2006-04-10 Thread Phillip J. Eby
At 09:47 PM 4/10/2006 +0200, Thomas Wouters wrote:

On 4/10/06, Phillip J. Eby 
mailto:[EMAIL PROTECTED][EMAIL PROTECTED] wrote:
Is anybody else getting this?

  stdin(2)x()
(Pdb) s
Segmentation fault

I'm not able to reproduce this in 32bit or 64bit mode (debian unstable.) 
Does 'make distclean' before configure/compile fix it?

Nope.


  If not, can you unlimit coredumpsize and check to see what it crashes on?
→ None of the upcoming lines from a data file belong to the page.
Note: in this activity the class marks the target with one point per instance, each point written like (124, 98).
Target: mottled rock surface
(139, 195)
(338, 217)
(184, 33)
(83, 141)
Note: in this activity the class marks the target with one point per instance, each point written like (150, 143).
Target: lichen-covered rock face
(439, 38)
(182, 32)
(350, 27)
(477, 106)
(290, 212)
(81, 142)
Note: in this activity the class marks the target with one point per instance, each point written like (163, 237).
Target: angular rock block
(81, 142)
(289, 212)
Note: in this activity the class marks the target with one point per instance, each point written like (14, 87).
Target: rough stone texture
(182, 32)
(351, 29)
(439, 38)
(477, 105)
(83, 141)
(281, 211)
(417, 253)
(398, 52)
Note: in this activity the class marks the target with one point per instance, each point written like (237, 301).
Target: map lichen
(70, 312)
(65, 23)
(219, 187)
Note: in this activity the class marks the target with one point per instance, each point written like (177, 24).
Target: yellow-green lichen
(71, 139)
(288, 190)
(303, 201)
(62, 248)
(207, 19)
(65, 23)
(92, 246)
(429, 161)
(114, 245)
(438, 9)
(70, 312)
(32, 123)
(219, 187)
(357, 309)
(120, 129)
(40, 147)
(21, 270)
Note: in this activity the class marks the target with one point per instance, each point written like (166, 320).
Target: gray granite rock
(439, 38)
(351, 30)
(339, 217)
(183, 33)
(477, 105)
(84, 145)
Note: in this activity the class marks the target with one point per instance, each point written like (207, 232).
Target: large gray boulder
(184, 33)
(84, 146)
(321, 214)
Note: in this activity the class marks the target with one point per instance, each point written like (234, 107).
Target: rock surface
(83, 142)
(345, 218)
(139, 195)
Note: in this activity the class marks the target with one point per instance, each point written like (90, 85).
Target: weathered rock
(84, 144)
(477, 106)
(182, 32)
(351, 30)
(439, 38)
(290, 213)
#0  0x401bbaa4 in _int_free () from /lib/libc.so.6
#1  0x401baa3c in free () from /lib/libc.so.6
#2  0x080a253e in builtin_raw_input (self=0x0, args=0x4050862c) at 
Python/bltinmodule.c:1759

It appears the problem is an object/mem mismatch: both PyOS_Readline in 
pgenmain.c, and PyOS_StdioReadline use PyObject_MALLOC, but bltinmodule.c 
is freeing the pointer with PyMem_FREE.

Just to add to the confusion, by the way, the readline module dynamically 
sets PyOS_ReadlineFunctionPointer to call_readline, which does its 
allocation with PyMem_MALLOC...

So does anybody know what the protocol should be for readline 
functions?  What about readline implementations that are in the field, so 
to speak?  (e.g. modules that use the readline hook to implement that 
functionality using something other than GNU readline).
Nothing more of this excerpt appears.